Hiss Spun

Chelsea Wolfe

Sargent House  |  2017
8 / 10
par Michael  |  le 9 octobre 2017

Que l’on apprécie ou pas la musique de Chelsea Wolfe, il est une chose sur laquelle tout le monde s’accorde: le paradoxe de son succès. Trop goth pour les rockeurs vegan, trop calme pour les metalleux puristes, trop rock pour les folkeux à barbe, trop mainstream pour les fans d’indus. Bref, l'Américaine est invariablement "hors cadre".

Dans ce contexte, sortir du carcan de la diva goth dans lequel on aurait pu la voir enfermée est déjà un bel exploit. Ceci étant dit, d’autres plus malins et moins sectaires iront pointer du doigt dans cette musique une affection qui ne peut être que forcée, un maniérisme qui les insupporte, sans être capable de voir tout ce que ce genre de jugements dévoile de condescendance petite bourgeoise. Et cela ne changera sans doute pas avec Hiss Spun, peut-être l'album le plus radical de Chelsea Wolfe à ce jour.

Chelsea Wolfe est une personne que l’on devine pudique, produisant une musique ultra-sensible, et c’est finalement peut-être cela qui en dérange plus d’un, plus que les oripeaux et le décorum décrié. Chelsea Wolfe c’est pourtant quelqu’un qui vient régulièrement discuter avec son public après un concert, quand d’autres jouent la carte d’une proximité de façade sur les réseaux sociaux sans jamais oser se mêler à la plèbe.
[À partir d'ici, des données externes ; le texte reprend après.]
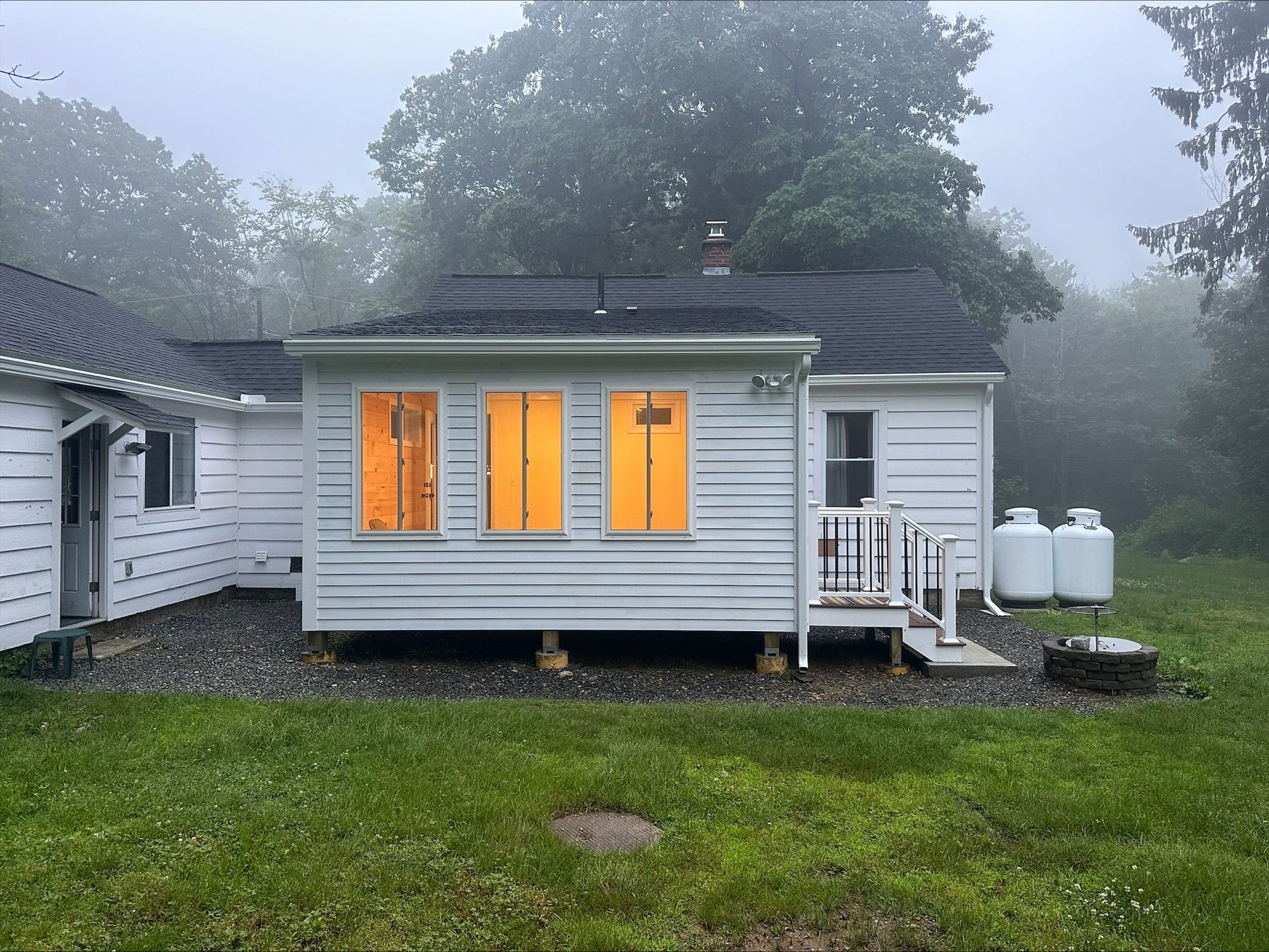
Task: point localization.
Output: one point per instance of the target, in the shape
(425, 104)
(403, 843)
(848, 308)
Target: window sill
(399, 534)
(524, 534)
(168, 514)
(617, 534)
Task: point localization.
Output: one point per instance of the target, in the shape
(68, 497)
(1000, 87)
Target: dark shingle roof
(570, 321)
(903, 321)
(48, 320)
(253, 367)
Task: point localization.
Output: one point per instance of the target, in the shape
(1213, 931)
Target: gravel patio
(250, 649)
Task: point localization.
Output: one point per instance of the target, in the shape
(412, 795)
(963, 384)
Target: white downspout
(802, 373)
(989, 476)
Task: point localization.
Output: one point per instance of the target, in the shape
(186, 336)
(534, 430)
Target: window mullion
(400, 412)
(648, 457)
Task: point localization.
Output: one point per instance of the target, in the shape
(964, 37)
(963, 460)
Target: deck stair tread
(856, 601)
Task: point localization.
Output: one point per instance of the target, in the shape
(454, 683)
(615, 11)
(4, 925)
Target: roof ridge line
(841, 270)
(52, 281)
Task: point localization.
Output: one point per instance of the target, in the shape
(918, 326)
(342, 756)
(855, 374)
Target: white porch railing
(853, 556)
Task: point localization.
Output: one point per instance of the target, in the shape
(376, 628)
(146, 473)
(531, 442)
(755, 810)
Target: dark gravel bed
(252, 649)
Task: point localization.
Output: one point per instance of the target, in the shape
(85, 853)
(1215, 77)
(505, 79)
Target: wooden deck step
(855, 601)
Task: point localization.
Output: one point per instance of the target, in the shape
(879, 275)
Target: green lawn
(137, 822)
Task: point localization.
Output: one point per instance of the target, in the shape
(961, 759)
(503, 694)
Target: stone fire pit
(1106, 670)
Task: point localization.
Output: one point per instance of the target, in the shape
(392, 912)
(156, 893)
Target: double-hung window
(400, 478)
(524, 460)
(169, 469)
(648, 460)
(851, 462)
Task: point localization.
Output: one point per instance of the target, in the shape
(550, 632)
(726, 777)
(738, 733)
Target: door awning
(126, 410)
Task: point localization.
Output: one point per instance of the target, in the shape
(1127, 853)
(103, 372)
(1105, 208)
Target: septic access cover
(602, 832)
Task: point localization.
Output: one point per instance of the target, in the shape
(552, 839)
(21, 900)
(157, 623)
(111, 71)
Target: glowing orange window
(648, 462)
(524, 463)
(400, 478)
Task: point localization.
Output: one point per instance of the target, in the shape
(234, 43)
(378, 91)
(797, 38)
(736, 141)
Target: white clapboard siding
(270, 499)
(929, 455)
(738, 573)
(176, 554)
(30, 415)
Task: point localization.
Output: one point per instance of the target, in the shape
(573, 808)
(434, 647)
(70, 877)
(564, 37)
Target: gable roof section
(48, 321)
(582, 321)
(252, 367)
(128, 410)
(55, 322)
(900, 321)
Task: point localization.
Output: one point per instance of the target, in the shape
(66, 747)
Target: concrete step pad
(975, 662)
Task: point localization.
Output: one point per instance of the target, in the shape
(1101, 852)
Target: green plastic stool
(63, 648)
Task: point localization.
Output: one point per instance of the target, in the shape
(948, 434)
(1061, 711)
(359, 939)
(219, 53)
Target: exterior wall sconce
(772, 382)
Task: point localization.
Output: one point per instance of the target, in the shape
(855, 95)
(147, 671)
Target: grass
(147, 822)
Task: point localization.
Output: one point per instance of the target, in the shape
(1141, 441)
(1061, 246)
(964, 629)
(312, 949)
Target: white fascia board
(678, 344)
(55, 373)
(858, 379)
(274, 407)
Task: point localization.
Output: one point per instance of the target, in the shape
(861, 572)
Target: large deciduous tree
(87, 198)
(602, 135)
(871, 203)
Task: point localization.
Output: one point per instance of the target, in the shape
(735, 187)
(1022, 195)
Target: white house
(89, 528)
(539, 453)
(685, 453)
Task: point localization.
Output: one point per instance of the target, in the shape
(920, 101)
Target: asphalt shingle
(902, 321)
(475, 321)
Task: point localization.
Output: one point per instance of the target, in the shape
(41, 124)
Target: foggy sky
(1075, 140)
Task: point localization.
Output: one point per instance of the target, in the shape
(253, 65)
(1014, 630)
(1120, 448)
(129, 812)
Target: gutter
(989, 476)
(56, 373)
(800, 499)
(679, 344)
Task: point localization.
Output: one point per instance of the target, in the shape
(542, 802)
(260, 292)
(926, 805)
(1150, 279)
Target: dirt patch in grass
(852, 928)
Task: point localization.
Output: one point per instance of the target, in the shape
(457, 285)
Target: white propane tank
(1023, 560)
(1083, 560)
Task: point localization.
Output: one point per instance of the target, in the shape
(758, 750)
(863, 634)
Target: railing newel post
(896, 539)
(950, 585)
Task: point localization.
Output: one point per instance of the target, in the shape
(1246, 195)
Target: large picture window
(169, 464)
(851, 460)
(523, 467)
(648, 462)
(399, 462)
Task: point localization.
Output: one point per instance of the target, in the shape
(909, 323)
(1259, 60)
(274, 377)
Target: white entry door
(79, 525)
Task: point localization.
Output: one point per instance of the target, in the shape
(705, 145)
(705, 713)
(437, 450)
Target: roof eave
(678, 344)
(976, 377)
(42, 369)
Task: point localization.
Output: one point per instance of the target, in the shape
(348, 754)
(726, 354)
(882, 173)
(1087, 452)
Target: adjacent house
(749, 453)
(137, 469)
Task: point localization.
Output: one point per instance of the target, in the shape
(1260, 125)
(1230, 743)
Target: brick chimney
(716, 251)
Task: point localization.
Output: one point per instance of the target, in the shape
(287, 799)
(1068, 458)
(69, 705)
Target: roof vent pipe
(601, 309)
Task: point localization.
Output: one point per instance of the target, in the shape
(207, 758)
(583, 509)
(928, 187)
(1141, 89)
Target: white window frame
(521, 386)
(605, 414)
(881, 464)
(143, 477)
(393, 386)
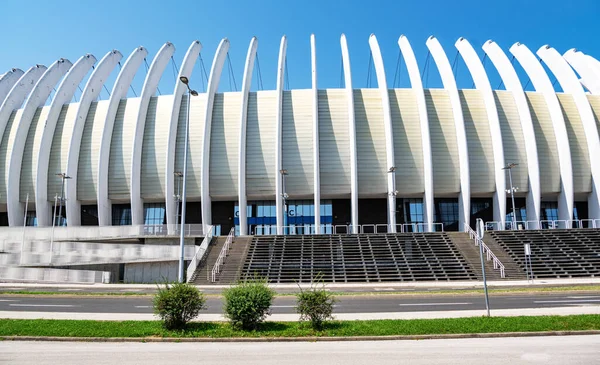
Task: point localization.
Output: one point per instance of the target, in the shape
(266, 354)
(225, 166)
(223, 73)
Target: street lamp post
(285, 197)
(191, 92)
(512, 190)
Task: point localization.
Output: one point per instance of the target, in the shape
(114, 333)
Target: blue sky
(40, 32)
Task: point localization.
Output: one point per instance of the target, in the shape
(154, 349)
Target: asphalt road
(285, 305)
(566, 350)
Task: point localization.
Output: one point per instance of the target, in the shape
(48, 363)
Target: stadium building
(304, 161)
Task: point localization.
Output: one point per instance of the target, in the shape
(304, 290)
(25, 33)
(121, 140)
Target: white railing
(486, 250)
(222, 255)
(543, 224)
(199, 254)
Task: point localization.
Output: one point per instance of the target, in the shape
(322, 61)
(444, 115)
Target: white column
(351, 135)
(211, 89)
(482, 83)
(90, 93)
(315, 109)
(246, 83)
(443, 65)
(511, 83)
(119, 92)
(389, 132)
(279, 200)
(63, 95)
(157, 68)
(541, 82)
(40, 93)
(570, 84)
(417, 86)
(187, 67)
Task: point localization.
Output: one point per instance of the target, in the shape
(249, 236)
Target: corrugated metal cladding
(582, 173)
(444, 149)
(546, 143)
(260, 144)
(60, 148)
(370, 143)
(408, 147)
(595, 103)
(30, 156)
(479, 143)
(197, 113)
(297, 142)
(154, 149)
(224, 145)
(334, 143)
(8, 139)
(87, 170)
(513, 141)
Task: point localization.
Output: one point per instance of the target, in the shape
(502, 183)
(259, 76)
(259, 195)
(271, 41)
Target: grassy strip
(417, 291)
(140, 329)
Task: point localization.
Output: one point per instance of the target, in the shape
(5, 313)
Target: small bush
(177, 304)
(248, 303)
(315, 305)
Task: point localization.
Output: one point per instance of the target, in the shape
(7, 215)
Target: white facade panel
(513, 140)
(224, 146)
(444, 150)
(87, 173)
(297, 143)
(260, 145)
(154, 146)
(408, 147)
(479, 143)
(334, 144)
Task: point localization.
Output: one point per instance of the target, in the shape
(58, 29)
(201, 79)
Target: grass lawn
(140, 329)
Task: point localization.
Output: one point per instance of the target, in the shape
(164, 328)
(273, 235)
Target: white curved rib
(36, 99)
(570, 84)
(315, 109)
(187, 67)
(211, 89)
(482, 83)
(17, 94)
(590, 75)
(541, 82)
(279, 199)
(443, 65)
(417, 86)
(90, 93)
(161, 60)
(351, 136)
(246, 83)
(63, 95)
(389, 132)
(119, 92)
(7, 81)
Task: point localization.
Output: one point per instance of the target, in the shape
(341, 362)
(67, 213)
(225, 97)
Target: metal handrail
(222, 255)
(486, 250)
(199, 254)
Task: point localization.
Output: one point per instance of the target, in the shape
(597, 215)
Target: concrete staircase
(471, 253)
(232, 267)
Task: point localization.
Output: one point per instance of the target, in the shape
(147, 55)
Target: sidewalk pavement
(391, 286)
(559, 311)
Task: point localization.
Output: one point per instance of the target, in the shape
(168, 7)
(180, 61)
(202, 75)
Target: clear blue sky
(37, 31)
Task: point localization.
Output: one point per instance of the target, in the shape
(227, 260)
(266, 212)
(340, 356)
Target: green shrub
(247, 303)
(315, 305)
(177, 304)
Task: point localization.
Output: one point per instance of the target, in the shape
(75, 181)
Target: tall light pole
(512, 190)
(191, 92)
(284, 196)
(63, 176)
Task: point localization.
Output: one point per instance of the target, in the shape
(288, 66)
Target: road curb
(302, 339)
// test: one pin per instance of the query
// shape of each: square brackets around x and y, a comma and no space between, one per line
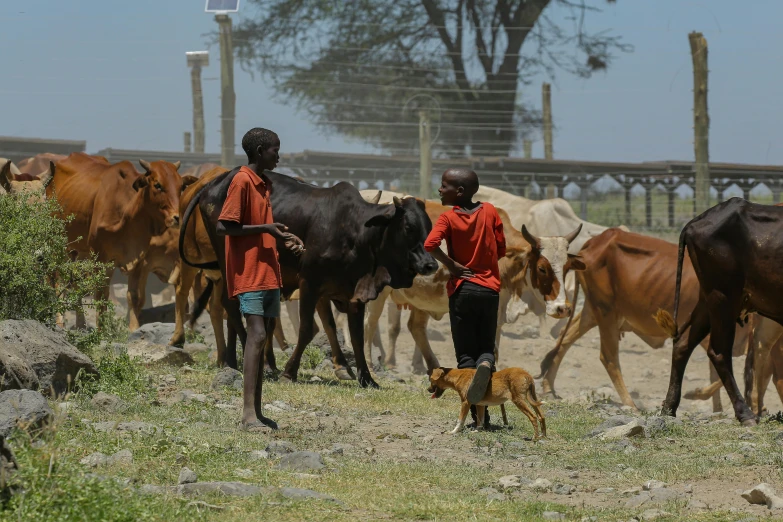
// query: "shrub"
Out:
[33,255]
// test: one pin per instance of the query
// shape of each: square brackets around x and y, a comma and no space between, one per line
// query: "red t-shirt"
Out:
[474,240]
[251,261]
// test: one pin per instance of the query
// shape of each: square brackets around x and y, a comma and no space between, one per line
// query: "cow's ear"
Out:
[140,183]
[575,263]
[383,218]
[188,180]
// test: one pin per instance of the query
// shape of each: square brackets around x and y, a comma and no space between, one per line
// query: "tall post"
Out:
[701,121]
[425,156]
[227,96]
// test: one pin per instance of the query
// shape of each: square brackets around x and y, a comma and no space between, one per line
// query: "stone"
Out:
[194,348]
[187,476]
[763,494]
[227,378]
[277,448]
[122,457]
[563,489]
[35,357]
[653,484]
[632,429]
[94,460]
[25,409]
[301,461]
[259,455]
[492,494]
[107,402]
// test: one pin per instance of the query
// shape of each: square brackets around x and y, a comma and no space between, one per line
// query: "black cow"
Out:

Et vu le caractère de la Californienne, Hiss Spun a dû être un disque particulièrement éprouvant à enregistrer et encore plus à défendre sur scène. Habituée aux allusions, aux métaphores et aux ellipses dans ses textes, Chelsea Wolfe opte ici pour des textes frontaux : pas besoin de lire entre les lignes pour savoir de quoi il retourne. Pour une explication plus complète on vous renverra aux déclarations de la principale intéressée, qui on le sent bien, a eu besoin d’expurger de manière plus directe que par le passé ses vieux démons. Point de chiqué donc ici mais une matière brute à traiter, pour laquelle le fait d’avoir convié Kurt Ballou aux manettes ne prend que plus de pertinence.

Comme nous l’avons évoqué plus haut Hiss Spun n’est pas un album de rupture, mais se situe dans la trajectoire de Abyss, c’est-à-dire tout aussi brut et travaillé dans sa mise en son, la contribution de Ballou se faisant surtout sentir dans une certaine épure au niveau des guitares C’est particulièrement valable pour le début de l’album qui dégage une forte odeur de soufre. On y entend les titres les plus directs jamais écrits par l'Américaine, dans lesquels toute la puissance sonore se trouve contrebalancée par ce chant plus proche dans l’esprit des mélopées de Julee Cruise que de Glen Benton. C’est là toute la particularité de la musique de Chelsea Wolfe: faire le un grand écart permanent entre acidité sonore et inquiétante douceur du chant.

On se réjouit également de constater que les avancées électroniques déjà entrevues sur Pain Is Beauty sont toujours au programme, ce qui nous permet de dire que si Chelsea Wolfe décide un jour de laisser tomber les guitares, on n'aura pas trop de soucis à se faire. Même sur un terrain de jeu qui n'est pas celui qu'elle maîtrise le mieux, elle reste bien plus pertinente qu’une Zola Jesus sur le retour. Là où cette dernière consacre désormais beaucoup trop d’énergie à emballer le concept plutôt que de soigner le fond du propos, Chelsea Wolfe creuse un sillon électronique certes plus modeste mais sait faire sien des outils et une palette sonore qu’elle met toujours au service de mélodies qui y trouvent une expression tout à fait pertinente. Et c'est une remarque que l'on peut appliquer sur l'ensemble des chansons cet album qui ajoute une nouvelle pierre à l'édifice d'une carrière qui a une sacrée gueule.